Solveig Serre
Revue de musicologie, 96, p. 73-89. [ISSN 0035-1601]
Année de publication : 2010

Entre 1778 et 1780, l’Académie royale de musique est dirigée par Anne-Pierre-Jacques de Vismes du Valgay, jeune entrepreneur qui n’appartient ni au milieu artistique ni au milieu intellectuel, mais au monde des manieurs d’argent et des grands financiers. S’il manifeste la faveur dont Vismes jouit auprès de la reine Marie-Antoinette, il est aussi une tentative du pouvoir royal de se débarrasser d’un dossier encombrant et d’assainir les finances de l’établissement. Si l’épisode s’achève vite et mal, il est particulièrement intéressant à étudier.
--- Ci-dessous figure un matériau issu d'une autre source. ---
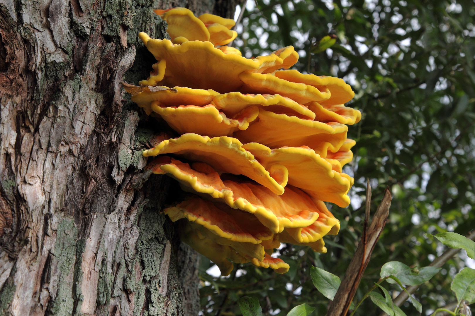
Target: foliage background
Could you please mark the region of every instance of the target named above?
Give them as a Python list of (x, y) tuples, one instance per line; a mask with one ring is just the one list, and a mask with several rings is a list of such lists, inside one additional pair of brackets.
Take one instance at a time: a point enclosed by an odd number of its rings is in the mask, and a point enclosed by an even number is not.
[[(352, 85), (351, 106), (363, 114), (349, 131), (357, 144), (345, 172), (355, 183), (349, 207), (329, 206), (342, 229), (324, 238), (327, 253), (282, 245), (281, 257), (291, 266), (285, 274), (245, 264), (217, 278), (217, 267), (203, 257), (201, 313), (241, 315), (236, 301), (248, 296), (259, 298), (266, 315), (285, 315), (306, 302), (317, 307), (313, 315), (324, 315), (328, 299), (314, 288), (309, 269), (342, 278), (361, 235), (367, 177), (373, 212), (387, 186), (394, 199), (356, 299), (379, 279), (385, 262), (423, 267), (441, 254), (445, 246), (424, 233), (465, 235), (475, 227), (475, 5), (468, 0), (248, 0), (245, 5), (234, 42), (244, 55), (293, 45), (300, 56), (294, 68)], [(327, 35), (335, 44), (318, 52)], [(450, 283), (466, 266), (475, 263), (462, 252), (421, 287), (416, 297), (423, 315), (456, 300)], [(400, 290), (385, 287), (393, 297)], [(401, 308), (408, 316), (418, 314), (408, 302)], [(380, 312), (367, 300), (356, 315)]]

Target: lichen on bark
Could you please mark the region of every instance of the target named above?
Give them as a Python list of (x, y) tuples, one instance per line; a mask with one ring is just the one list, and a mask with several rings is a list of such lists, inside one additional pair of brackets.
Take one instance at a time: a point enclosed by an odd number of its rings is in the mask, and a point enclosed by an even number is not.
[(153, 9), (216, 3), (0, 3), (0, 315), (197, 315), (198, 256), (160, 213), (179, 189), (141, 155), (165, 126), (120, 84), (155, 62)]

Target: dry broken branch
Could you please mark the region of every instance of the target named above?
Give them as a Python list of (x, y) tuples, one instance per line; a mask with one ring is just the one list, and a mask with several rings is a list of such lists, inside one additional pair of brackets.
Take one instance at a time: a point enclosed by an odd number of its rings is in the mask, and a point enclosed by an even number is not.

Du point de vue administratif tout d’abord, il révèle l’impossibilité de confier un grand établissement culturel à un particulier et la nécessité pour l’État de s’impliquer dans sa gestion. Du point de vue artistique, il permet à la révolution artistique initiée par Gluck de trouver son plein aboutissement. En ce sens, et pour la première fois de son histoire, l’Opéra de Paris peut se prévaloir d’avoir eu à sa tête un véritable directeur, préfigurant les grands gestionnaires des XIXe et XXe siècles.